ISO/IEC 42006:2025 defines supplementary requirements for third‑party bodies that perform audits and grant certification of organisations' artificial intelligence management systems. The document complements ISO/IEC 17021‑1 by setting AI‑specific competence, process and evidential requirements so that certification results for AIMS are reliable, consistent and credible. It supports accreditation, peer assessment and confidence for customers and regulators in the certification process for organisations that develop, deploy or use AI systems.

General information

• Status: Published
• Publication date: July 7, 2025
• Publisher: International Organization for Standardization (ISO) / International Electrotechnical Commission (IEC) — joint publication
• ICS / categories: 35.020 (Information technology (IT) in general); 03.120.20 (Product and company certification, conformity assessment)
• Edition / version: Edition 1 (2025)
• Number of pages: 31

Scope

This standard specifies additional requirements to ISO/IEC 17021‑1 for bodies performing third‑party certification of artificial intelligence management systems (AIMS) in accordance with ISO/IEC 42001. It applies to certification bodies and provides criteria that support demonstration of competence, consistency and reliability when auditing organisations that provide, develop or use AI systems. The standard can also be used as a basis for accreditation and peer assessment of certification bodies.

Key topics and requirements

• Supplementary requirements to ISO/IEC 17021‑1 specific to AI management system auditing and certification.
• Competence criteria for auditors and technical experts covering AI lifecycle topics (data quality, model development, validation, deployment and monitoring).
• Requirements for audit scope, evidence collection and evaluation of AI‑specific risks (ethical, safety, privacy, bias, transparency).
• Processes for ensuring impartiality, consistency and reproducibility of certification decisions in the context of AI systems.
• Guidance for conformity assessment bodies on handling complex, interdisciplinary evidence and technical artefacts (models, datasets, training pipelines).
• Interaction with accreditation and regulatory frameworks; use as a criteria document for accreditation and peer assessment.
• Interfaces with related conformity assessment standards (for example ISO/IEC 17065 and ISO/IEC 17000 principles) where product or service certification is required.

Typical use and users

Primary users are certification bodies and accreditation bodies responsible for auditing and certifying AI management systems. Secondary users include auditors, technical experts, conformity assessment scheme owners, regulators, organisations seeking AIMS certification, and stakeholders (customers, procurement units, compliance teams) who rely on credible AIMS certification.

Related standards

Closely related standards include ISO/IEC 42001 (requirements for artificial intelligence management systems), ISO/IEC 17021‑1 (requirements for bodies providing audit and certification of management systems), ISO/IEC 17065 (requirements for product, process and service certification), ISO/IEC 17000 (conformity assessment — vocabulary and general principles), and other standards in the ISO/IEC 42000 series addressing AI governance, risk management and technical evaluation.

Keywords

artificial intelligence, AIMS, audit, certification, conformity assessment, accreditation, ISO/IEC 17021, ISO/IEC 42001, competence, data quality, ethics, transparency, risk management, AI governance

FAQ

Q: What is this standard?

A: ISO/IEC 42006:2025 is an international standard that specifies additional requirements for bodies that audit and certify artificial intelligence management systems (AIMS), supplementing ISO/IEC 17021‑1 with AI‑specific criteria.

Q: What does it cover?

A: It covers competence and process requirements for certification bodies, audit scope and evidential practices for AI systems, management of AI‑specific risks (ethics, bias, data quality, transparency), and guidance for consistent, credible AIMS certification and accreditation.

Q: Who typically uses it?

A: Certification bodies and accreditation bodies are the primary users. Auditors, technical experts, organisations seeking AIMS certification, scheme owners and regulators also use it to design, evaluate or rely on AI management system certification.
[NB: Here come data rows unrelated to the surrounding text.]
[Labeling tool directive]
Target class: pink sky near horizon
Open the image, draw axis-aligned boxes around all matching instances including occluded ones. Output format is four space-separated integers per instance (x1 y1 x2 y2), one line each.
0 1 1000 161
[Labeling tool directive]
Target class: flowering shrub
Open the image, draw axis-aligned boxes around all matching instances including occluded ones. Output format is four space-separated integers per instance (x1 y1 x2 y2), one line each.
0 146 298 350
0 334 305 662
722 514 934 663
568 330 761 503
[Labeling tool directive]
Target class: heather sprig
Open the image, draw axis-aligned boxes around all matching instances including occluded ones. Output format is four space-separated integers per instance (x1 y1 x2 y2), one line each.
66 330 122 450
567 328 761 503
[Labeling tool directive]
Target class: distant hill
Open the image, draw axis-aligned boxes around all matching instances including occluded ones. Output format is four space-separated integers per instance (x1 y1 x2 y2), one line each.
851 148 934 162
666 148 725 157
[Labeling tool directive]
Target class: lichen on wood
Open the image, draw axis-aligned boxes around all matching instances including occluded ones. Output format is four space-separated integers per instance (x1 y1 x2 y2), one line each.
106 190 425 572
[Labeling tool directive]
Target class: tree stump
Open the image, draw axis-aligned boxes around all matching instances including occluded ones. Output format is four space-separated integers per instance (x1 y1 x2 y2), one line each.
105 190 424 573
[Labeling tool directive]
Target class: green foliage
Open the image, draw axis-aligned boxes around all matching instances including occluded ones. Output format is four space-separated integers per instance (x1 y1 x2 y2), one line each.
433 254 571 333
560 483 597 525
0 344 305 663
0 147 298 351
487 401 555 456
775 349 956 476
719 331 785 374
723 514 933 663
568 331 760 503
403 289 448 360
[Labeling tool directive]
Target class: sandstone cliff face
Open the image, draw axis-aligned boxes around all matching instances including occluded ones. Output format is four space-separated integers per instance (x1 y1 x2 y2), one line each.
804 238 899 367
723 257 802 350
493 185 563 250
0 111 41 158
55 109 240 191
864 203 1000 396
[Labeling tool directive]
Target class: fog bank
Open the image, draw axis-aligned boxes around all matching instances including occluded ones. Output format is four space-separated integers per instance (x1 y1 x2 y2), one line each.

Q: Is it current or superseded?

A: ISO/IEC 42006:2025 was published as a current international standard (first edition) on July 7, 2025. Users should check for any amendments or future revisions after that date when planning long‑term conformity assessment activities.

Q: Is it part of a series?

A: Yes. It forms part of the ISO/IEC 42000 series related to artificial intelligence management and governance and is intended to work alongside ISO/IEC 42001 (AIMS requirements) and related AI standards.

Q: What are the key keywords?

A: Key keywords include artificial intelligence, AIMS, audit, certification, conformity assessment, accreditation, competence, ethics, data quality, transparency and risk management.